PA Middle District Dismisses Claims Against School District and its Superintendent, Principal, Special Education Director, and Classroom Teacher

A five-year-old special education student was enrolled in the Wyoming Valley West School District and attended the State Street Elementary School during the 2024-2025 school year. The student refused to clean up classroom toys at dismissal. When his teacher allegedly grabbed him by the wrist to walk him back to his seat, the student dropped to the floor and began crying. The teacher then allegedly grabbed the student by the ankle and dragged him across the floor. Following an investigation, criminal charges were not advanced by the county DA, and the school permitted the teacher to return to the classroom. The student’s parents sued, lodging thirteen legal counts under both state and federal law, which sought monetary damages from the teacher, the school district, the superintendent, the principal, and the director of special education. The plaintiff’s 42 USC 1983 claims were dismissed as to the school district for failure to allege a policy or custom violation, and the failure to alleged deliberate indifference in the failure-to-train context. As to the superintendent, building principal, and special education director, the Section 1983 claims were also dismissed for failure to allege personal involvement on the part of the individuals.

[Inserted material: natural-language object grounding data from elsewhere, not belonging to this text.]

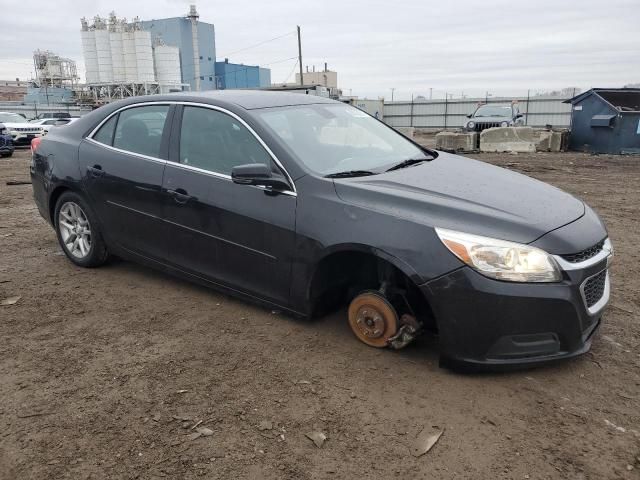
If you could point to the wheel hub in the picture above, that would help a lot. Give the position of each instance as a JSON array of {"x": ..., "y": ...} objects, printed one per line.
[
  {"x": 372, "y": 319},
  {"x": 370, "y": 322}
]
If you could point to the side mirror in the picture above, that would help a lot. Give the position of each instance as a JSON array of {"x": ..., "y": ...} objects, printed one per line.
[{"x": 258, "y": 174}]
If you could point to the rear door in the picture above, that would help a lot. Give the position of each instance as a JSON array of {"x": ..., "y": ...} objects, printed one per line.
[
  {"x": 237, "y": 235},
  {"x": 122, "y": 167}
]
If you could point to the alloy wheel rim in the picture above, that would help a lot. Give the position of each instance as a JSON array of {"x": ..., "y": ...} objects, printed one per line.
[{"x": 75, "y": 230}]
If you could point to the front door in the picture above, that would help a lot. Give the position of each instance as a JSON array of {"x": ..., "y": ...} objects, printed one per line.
[
  {"x": 123, "y": 166},
  {"x": 237, "y": 235}
]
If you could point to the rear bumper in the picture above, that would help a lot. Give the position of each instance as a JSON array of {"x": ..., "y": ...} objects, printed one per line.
[{"x": 486, "y": 324}]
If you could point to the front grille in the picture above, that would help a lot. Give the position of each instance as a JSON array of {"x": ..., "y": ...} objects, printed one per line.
[
  {"x": 585, "y": 254},
  {"x": 484, "y": 125},
  {"x": 594, "y": 288}
]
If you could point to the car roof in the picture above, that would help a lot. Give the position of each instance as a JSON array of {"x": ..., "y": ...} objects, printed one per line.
[{"x": 247, "y": 99}]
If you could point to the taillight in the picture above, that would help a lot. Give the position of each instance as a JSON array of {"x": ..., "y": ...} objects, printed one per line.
[{"x": 35, "y": 143}]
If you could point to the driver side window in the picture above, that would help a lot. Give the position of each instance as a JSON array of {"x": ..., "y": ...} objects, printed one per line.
[{"x": 217, "y": 142}]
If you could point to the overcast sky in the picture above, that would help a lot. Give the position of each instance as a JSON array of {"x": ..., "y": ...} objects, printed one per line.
[{"x": 504, "y": 47}]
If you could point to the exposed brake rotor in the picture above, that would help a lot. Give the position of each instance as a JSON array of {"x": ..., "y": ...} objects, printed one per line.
[{"x": 373, "y": 319}]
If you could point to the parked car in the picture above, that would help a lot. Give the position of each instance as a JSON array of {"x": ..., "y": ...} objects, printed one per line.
[
  {"x": 19, "y": 128},
  {"x": 494, "y": 115},
  {"x": 6, "y": 142},
  {"x": 306, "y": 204},
  {"x": 47, "y": 123},
  {"x": 49, "y": 115}
]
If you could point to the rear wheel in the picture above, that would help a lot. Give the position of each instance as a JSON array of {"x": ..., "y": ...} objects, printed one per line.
[
  {"x": 373, "y": 319},
  {"x": 78, "y": 232}
]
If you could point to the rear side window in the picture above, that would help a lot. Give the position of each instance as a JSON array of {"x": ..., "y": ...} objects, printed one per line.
[
  {"x": 139, "y": 129},
  {"x": 217, "y": 142},
  {"x": 105, "y": 134}
]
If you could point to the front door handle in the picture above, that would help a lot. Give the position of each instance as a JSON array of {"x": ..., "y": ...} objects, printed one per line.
[
  {"x": 96, "y": 171},
  {"x": 180, "y": 195}
]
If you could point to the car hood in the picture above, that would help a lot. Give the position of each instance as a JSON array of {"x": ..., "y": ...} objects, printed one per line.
[
  {"x": 467, "y": 195},
  {"x": 12, "y": 126},
  {"x": 491, "y": 119}
]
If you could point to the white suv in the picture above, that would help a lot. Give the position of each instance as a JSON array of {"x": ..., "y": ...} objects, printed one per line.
[{"x": 21, "y": 131}]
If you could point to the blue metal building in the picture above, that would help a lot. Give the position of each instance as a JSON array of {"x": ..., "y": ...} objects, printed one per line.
[
  {"x": 235, "y": 75},
  {"x": 606, "y": 120},
  {"x": 177, "y": 32}
]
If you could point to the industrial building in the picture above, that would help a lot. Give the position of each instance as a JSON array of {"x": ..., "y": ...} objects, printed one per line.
[
  {"x": 121, "y": 60},
  {"x": 196, "y": 43},
  {"x": 158, "y": 56},
  {"x": 606, "y": 120},
  {"x": 326, "y": 78},
  {"x": 237, "y": 75}
]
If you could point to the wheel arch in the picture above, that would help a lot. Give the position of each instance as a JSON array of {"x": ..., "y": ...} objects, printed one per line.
[{"x": 343, "y": 266}]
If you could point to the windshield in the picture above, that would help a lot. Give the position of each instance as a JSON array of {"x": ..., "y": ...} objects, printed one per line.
[
  {"x": 332, "y": 138},
  {"x": 494, "y": 111},
  {"x": 12, "y": 118}
]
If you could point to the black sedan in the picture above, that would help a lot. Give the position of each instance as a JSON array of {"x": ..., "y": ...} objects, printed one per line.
[{"x": 305, "y": 204}]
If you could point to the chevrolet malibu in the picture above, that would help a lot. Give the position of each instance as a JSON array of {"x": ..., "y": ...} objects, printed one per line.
[{"x": 305, "y": 204}]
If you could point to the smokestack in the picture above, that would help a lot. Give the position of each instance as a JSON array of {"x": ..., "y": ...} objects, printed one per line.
[{"x": 193, "y": 17}]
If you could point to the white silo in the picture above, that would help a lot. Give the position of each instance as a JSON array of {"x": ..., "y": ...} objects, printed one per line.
[
  {"x": 167, "y": 66},
  {"x": 89, "y": 51},
  {"x": 193, "y": 18},
  {"x": 103, "y": 48},
  {"x": 117, "y": 52},
  {"x": 144, "y": 56},
  {"x": 130, "y": 62}
]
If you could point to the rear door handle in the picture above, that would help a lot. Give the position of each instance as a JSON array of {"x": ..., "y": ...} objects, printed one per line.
[
  {"x": 180, "y": 195},
  {"x": 96, "y": 171}
]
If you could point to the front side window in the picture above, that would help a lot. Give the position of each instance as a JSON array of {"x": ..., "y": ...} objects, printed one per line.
[
  {"x": 105, "y": 134},
  {"x": 331, "y": 138},
  {"x": 217, "y": 142},
  {"x": 139, "y": 129}
]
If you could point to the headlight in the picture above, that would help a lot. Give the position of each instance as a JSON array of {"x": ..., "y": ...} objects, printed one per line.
[{"x": 500, "y": 259}]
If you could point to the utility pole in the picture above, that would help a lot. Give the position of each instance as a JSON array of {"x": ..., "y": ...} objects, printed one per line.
[{"x": 300, "y": 57}]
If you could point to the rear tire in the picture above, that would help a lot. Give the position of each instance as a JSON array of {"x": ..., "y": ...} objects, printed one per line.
[{"x": 78, "y": 231}]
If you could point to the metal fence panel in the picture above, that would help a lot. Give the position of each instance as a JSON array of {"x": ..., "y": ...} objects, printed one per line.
[{"x": 451, "y": 114}]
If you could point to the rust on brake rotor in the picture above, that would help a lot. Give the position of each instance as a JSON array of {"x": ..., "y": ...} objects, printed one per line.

Regarding an equal protection claim asserted against all defendants, the motion to dismiss was also granted for a failure to advance a plausible equal protection claim, holding that “plaintiffs' single-act allegations do not include a factual basis to even infer that the act was motivated by discriminatory animus rather than some other non-discriminatory impulse.” The court further dismissed the plaintiff’s negligence-based claims including negligence against the teacher and district administrators, NIED, and vicarious liability under the Political Subdivision Tort Claims Act (PSTCA). The federal claims under the IDEA, Section 504, and the ADA were also dismissed in various respects. The IDEA claim was dismissed against all defendants with prejudice for failure to exhaust administrative remedies. The Section 504 claims against the individual defendants were also dismissed with prejudice, as districts, not individuals, are the recipients of federal funds under Section 504. However, the Section 504 and ADA claims were dismissed without prejudice as to defendant Wyoming Valley West, and the plaintiff was permitted leave to amend.